Лоцман путь не твёрдо знает,
Якорь бросит меж скалами.
К утру море тише станет,
Разорвутся в небе тучи,
И на море кротко взглянет
Синева небес далёких.
О! тогда корабль могучий
Выйдет на простор широкий.
По волнам сердитым моря,
Озарённым блеском молний,
Это судно, с бурей, споря,
Тщетно «град взыскует горний».
После 1923 г. я как-то потерял из виду так часто бывавшего у нас до этого Колю Крысова. И вот в тяжёлую пору блокады, почти двадцать лет спустя, в октябре 1941 г. я вновь увидел его на «Полоске». Он зашёл не один, а с милым мальчиком. Это был его сын, оставшийся после смерти матери на руках у отца. Николай Ал. работал в научно-исследовательском Институте по кораблестроению. Он сохранил свой прежний облик задумчивого, ищущего правду интеллигента. Когда начались окопные работы, он ежедневно по наряду принимал в них участие. Крайне недостаточный для покрытия основных энергетических трат рацион вызвал у него очень скоро сильное истощение, тем более, что он делил со своим сынком всё, что было, и в результате он погиб от дистрофии уже в декабре 1941 г. Та же судьба постигла и его милого бедного сыночка, умершего вскоре после смерти отца.
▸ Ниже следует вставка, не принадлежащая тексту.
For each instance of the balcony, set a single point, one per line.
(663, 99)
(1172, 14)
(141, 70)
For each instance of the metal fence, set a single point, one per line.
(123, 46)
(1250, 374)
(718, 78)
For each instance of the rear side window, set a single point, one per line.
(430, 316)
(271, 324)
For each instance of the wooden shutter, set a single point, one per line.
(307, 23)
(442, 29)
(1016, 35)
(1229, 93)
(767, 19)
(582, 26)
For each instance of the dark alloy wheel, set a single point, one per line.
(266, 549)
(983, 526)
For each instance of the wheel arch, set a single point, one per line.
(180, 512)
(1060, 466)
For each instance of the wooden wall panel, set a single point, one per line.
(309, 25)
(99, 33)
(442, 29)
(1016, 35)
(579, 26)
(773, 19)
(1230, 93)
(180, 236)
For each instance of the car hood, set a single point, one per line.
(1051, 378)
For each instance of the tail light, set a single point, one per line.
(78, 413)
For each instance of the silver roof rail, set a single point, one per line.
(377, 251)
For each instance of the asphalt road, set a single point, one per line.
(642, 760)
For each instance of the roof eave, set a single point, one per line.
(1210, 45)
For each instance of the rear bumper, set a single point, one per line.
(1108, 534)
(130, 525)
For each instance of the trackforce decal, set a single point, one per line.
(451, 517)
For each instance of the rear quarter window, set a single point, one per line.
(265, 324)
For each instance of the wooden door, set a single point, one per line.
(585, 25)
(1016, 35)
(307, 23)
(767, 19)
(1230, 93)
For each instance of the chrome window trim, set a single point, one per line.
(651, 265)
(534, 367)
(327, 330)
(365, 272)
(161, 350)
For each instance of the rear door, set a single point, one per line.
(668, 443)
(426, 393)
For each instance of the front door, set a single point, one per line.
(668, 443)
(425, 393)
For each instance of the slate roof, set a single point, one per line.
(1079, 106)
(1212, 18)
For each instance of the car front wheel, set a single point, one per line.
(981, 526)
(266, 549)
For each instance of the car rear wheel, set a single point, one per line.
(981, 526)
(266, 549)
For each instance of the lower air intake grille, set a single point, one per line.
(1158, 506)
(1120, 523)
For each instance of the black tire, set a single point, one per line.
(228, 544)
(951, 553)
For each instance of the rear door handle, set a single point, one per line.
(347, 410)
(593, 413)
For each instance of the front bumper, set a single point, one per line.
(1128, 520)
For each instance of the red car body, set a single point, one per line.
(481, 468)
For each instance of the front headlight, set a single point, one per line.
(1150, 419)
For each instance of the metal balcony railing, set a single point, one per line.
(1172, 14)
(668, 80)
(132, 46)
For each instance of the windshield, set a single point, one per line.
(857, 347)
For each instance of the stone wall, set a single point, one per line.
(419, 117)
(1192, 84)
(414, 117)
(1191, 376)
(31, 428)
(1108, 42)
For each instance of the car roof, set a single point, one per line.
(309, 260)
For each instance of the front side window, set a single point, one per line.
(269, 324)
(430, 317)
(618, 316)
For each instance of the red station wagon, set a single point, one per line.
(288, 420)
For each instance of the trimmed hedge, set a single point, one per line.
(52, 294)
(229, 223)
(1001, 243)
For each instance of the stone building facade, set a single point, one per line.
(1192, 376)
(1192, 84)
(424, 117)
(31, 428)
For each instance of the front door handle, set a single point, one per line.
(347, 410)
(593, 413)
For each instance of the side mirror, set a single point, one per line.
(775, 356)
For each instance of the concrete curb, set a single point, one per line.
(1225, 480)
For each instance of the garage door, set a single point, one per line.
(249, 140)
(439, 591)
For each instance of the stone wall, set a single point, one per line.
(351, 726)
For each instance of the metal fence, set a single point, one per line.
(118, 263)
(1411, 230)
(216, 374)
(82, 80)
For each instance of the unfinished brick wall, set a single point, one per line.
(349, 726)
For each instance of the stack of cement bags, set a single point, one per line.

Невыносимое отчаяние и боль вызывала совершенно очевидная бесплодность тех окопных работ, рытья противотанковых рвов, которые раньше, чем их успевали окончить, оставались неиспользованными в тылу у немцев, неожиданно занявших Детское Село и всю прилегающую местность ещё в сентябре. При невозможности снабдить направляемых на окопные работы уже ослабленных недоеданием людей достаточным рационом питания, очень важно было снять с них часть энергетических затрат на хождение туда и обратно пешком, организовав подвоз. К сожалению, это не было учтено. Никакие окопные работы не могли помешать бомбардировкам с воздуха, и, видимо, по заранее точно рассчитанному плану немецкими авиабомбами были, прежде всего, разрушены колоссальные холодильники и продовольственные склады. В жаркие дни конца лета над городом стояло зловещее облако густого чёрного дыма от горевших запасов масла, жиров и всех вообще продовольственных запасов. Нельзя забыть ошеломляющего впечатления, произведённого попаданием бомбы днём в госпиталь, только что открытый в не совсем ещё законченном огромном здании Института лёгкой промышленности на Суворовском (Советском) проспекте. Под развалинами разрушенного и сгоревшего дотла здания погибли несколько сот (говорили — более 700) принятых уже в госпиталь больных и раненых и весь медицинский персонал, включая врачей. Это было ещё задолго до начала блокады города.